Penyakit, ketika belum dirasa
biasanya diabaikan walau sering dibicarakan. Dulu saya sering diingatkan soal
penyakit reumatik ketika sering mandi malam hari, tapi karena penyakit ini
bukan sejenis koreng yang kasat mata jadinya peringatan itu semacam angin lalu
saja. Baru ketika tulang sering berasa linu, sendi terus berbunyi ketika
digerakkan dan nyeri, baru kepikiran. Penyakit-penyakit laten walau gejalanya
bisa dikenali tapi karena kita biasanya mengabaikan hal-hal kecil apalagi yang tak
terlihat, yang terjadi akhirnya terkaget
sendiri ketika ternyata si penyakit ternyata sudah pada kategori berat.
Begitu pula sekarang, sering membaca
tulisan tentang Diabetes dan mengetahui bahwa orang tua mengidap penyakit ini,
saya selama ini mengabaikan peringatan-peringatan yang pernah saya baca.
Diabetes adalah penyakit yang bisa diwariskan, artinya mereka yang orang tuanya positif
Diabetes keturunannya potensial mengidap penyakit ini, makanya ada kasus anak
umur delapan tahun positif Diabetes. Dan saya selama ini disamping malas
berolah raga, sering pula tidur setelah makan—yang merupakan prilaku terlarang
menurut ilmu kesehatan karena bisa meningkatkan kadar gula dalam tubuh.
Perut saya cenderung buncit juga.
Rasanya tak pernah saya punya perut langsing, bahkan ketika badan saya ceking.
Kadang menduga buncitnya perut karena cacingan, tapi akhirnya saya menyadari
ini sudah model bakunya.
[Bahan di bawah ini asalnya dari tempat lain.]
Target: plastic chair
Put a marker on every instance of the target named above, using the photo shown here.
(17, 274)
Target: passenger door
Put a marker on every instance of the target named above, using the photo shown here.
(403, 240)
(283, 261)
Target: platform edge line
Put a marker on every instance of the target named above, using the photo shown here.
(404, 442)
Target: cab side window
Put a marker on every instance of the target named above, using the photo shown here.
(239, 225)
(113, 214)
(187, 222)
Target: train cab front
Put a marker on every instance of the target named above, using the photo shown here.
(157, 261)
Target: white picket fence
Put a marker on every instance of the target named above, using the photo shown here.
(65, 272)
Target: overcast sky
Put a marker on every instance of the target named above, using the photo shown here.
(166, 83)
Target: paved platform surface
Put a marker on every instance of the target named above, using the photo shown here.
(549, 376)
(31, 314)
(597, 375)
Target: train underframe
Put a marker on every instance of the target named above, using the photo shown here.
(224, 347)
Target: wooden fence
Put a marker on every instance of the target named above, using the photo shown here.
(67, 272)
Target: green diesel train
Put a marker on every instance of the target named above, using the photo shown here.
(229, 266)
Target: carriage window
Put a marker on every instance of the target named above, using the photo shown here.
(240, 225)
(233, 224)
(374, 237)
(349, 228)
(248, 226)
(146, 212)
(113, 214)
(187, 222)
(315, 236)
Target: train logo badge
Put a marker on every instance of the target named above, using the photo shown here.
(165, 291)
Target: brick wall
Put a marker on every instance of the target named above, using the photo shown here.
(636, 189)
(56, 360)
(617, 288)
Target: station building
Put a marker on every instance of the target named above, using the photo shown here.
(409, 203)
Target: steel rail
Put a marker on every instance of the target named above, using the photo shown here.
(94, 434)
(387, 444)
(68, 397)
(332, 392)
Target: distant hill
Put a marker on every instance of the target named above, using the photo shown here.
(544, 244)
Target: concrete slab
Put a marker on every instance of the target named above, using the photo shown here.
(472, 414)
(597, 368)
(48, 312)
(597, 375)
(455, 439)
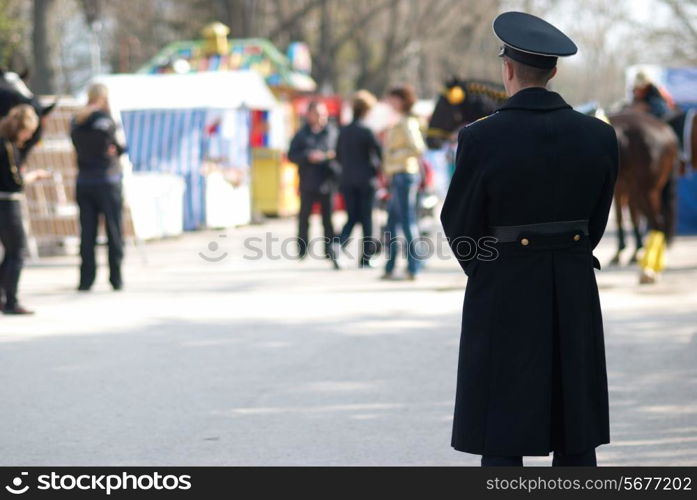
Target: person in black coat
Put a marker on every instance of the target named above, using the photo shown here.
(313, 150)
(16, 132)
(98, 189)
(527, 204)
(359, 155)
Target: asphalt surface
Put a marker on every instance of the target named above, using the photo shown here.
(269, 361)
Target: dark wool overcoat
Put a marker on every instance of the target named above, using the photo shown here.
(531, 374)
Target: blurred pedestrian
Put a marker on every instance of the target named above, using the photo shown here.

Lalu ketika buang air kecil, tampak air seninya
berbusa, saya sudah menduga tapi dengan lebih sering minum air putih dan
mengurangi minum manis saya merasa bisa mengurangi busa itu. Rasa gampang capek
dan sulit konsentrasi selama ini tak terlalu dianggap, karena banyaknya urusan
menjadikan hal-hal semacam itu terkesan lumrah.
Sampai akhirnya kemarin lalu saya cek
kadar gula. Ceritanya saya datang ke Brebes Expo 2018: pameran pembangunan yang digelar dalam rangka
Agustusan, di sana ada stan yang menerima cek gula darah gratis, dan hasilnya
kadar gula saya ada di angka 337 yang tentu saja jauh di atas normal. Kaget
tidak kaget, saya jadi terus memikirkan keadaan ini: sejak kapan kadar gula
saya melampaui batas normal? Sebagai orang yang jarang sakit berat, saya selama
ini sangat jauh dari dokter dan rumah sakit, makanya cek kesehatan tak ada
dalam agenda.
Mata saya juga sering kabur, terutama
setelah lama-lama memandang layar smartphone. Empat tahun lalu membaca
terjemahan Al Quran yang hurufnya sangat kecil di ruangan yang remang masih
mampu, belakangan sudah payah. Ada yang bilang itu pengaruh layar smartphone,
tapi hasil cek gula darah sepertinya bisa menjelaskan persoalan satu ini.
positif Diabeteskah saya?
Ada saran saya harus cek ke puskesmas
untuk memastikan ini, tapi saya sudah merasa penyakit yang menghawatirkan ini
sudah menjadi bagian tubuh ini. Saya sedang mencoba mengatur gaya hidup dulu
dengan berolahraga dan makan sesuai aturan agama—tidak sampai kenyang dan
sekedar untuk menegakkan badan—sebelum datang ke dokter. Penyakit konon adalah
cambuk Tuhan untuk menyadarkan manusia, semoga saya benar-benar tersadar dan
bertobat.
Aduh, kebelet pipis lagi.
4 komentar:
Sebaiknya secara rutin dilakukan pemeriksaan kesehatan untuk jaga-jaga kesehatan.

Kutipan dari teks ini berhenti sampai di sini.